Несмотря на необычайную эрудицию, его ученость не затмевала, как это слишком часто случается, способности к оригинальному мышлению и рассуждению. Бейль, писавший в конце XVII века, охарактеризовал его как «величайшего философа среди ученых и величайшего ученого среди философов»; и Ньютон питал такое же высокое уважение к великому защитнику Эпикура.
Именно в своем знаменитом письме к другу Ван Гельмонту Гассенди разбирает иррациональные утверждения некоторых физиологов, по-видимому, более преданных защите ортодоксальной диеты, нежели открытию неприятной истины, касательно строения человеческих зубов:—
«Я утверждал, — пишет он своему другу-медику, — что по строению наших зубов мы, по-видимому, не приспособлены природой к употреблению мясной пищи, поскольку все животные (я говорю о наземных), которых природа создала для питания плотью, имеют зубы длинные, конические, острые, неровные и с промежутками между ними — к таковым относятся львы, тигры, волки, собаки, кошки и другие. Но те, кто создан питаться только травами и плодами, имеют зубы короткие, широкие, тупые, плотно прилегающие друг к другу и расположенные ровными рядами. К этому сорту относятся лошади, коровы, олени, овцы, козы и некоторые другие. И далее — что люди получили от природы зубы, которые не похожи на зубы первого класса и напоминают зубы второго. Поэтому вероятно, поскольку люди являются наземными животными, что природа предназначала их следовать в выборе пищи не плотоядным племенам, а тем видам животных, которые довольствуются простыми дарами земли... Посему я повторяю здесь, что согласно первозданному установлению нашей природы, зубы были предназначены для пережевывания не плоти, а плодов».

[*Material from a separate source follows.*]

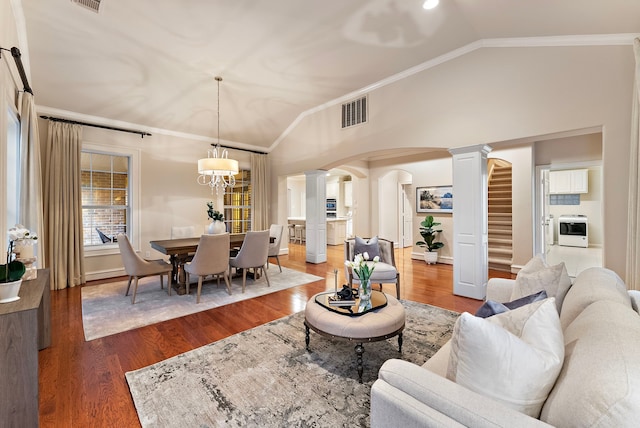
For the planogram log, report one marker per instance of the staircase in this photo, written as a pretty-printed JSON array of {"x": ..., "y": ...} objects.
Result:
[{"x": 499, "y": 210}]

«Что же касается плоти, то, правда, человек поддерживается плотью. Но сколько вещей, позвольте спросить, совершает человек каждый день, которые противоречат его природе или чужды ей? Настолько велико и повсеместно извращение его образа жизни, которое, так сказать, въелось в его плоть своего рода смертоносной заразой (contagione veluti quâdam jam inusta est), что он, кажется, приобрел иную натуру. Следовательно, вся забота и попечение философии и нравственного наставления должны состоять в том, чтобы вернуть людей на пути природы».

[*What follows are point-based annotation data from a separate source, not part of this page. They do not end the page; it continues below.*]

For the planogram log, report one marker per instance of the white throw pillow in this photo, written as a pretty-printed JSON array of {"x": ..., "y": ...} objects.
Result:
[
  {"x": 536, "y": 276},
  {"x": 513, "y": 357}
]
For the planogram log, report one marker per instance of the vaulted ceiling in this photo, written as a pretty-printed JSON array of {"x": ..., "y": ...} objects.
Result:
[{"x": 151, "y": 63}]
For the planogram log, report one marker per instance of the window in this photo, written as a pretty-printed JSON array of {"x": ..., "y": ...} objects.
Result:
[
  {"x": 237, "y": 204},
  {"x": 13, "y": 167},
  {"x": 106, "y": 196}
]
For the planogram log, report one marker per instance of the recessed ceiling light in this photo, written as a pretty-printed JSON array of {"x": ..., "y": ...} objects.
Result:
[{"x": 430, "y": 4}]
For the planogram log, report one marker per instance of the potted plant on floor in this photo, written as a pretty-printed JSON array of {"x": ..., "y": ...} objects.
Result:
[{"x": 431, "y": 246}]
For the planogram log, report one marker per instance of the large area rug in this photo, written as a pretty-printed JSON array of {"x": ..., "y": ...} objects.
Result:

Гельмонт, по-видимому, основывал свой главный аргумент в пользу поедания плоти — не совсем в согласии с Книгой Бытия и, безусловно, не в согласии с наукой — на предположении, что человек был создан специально для плотоядности. На это Гассенди ответил, что, не игнорируя теологические доводы, он все же считает сравнительную анатомию удовлетворительным и достаточным руководством. Затем он принимается опровергать физиологический предрассудок Гельмонта относительно зубов и т. д. (как уже цитировалось) и начинает с предупреждения своему другу, что не стоит удивляться, если он постоянно относится к человеческому себялюбию с подозрением.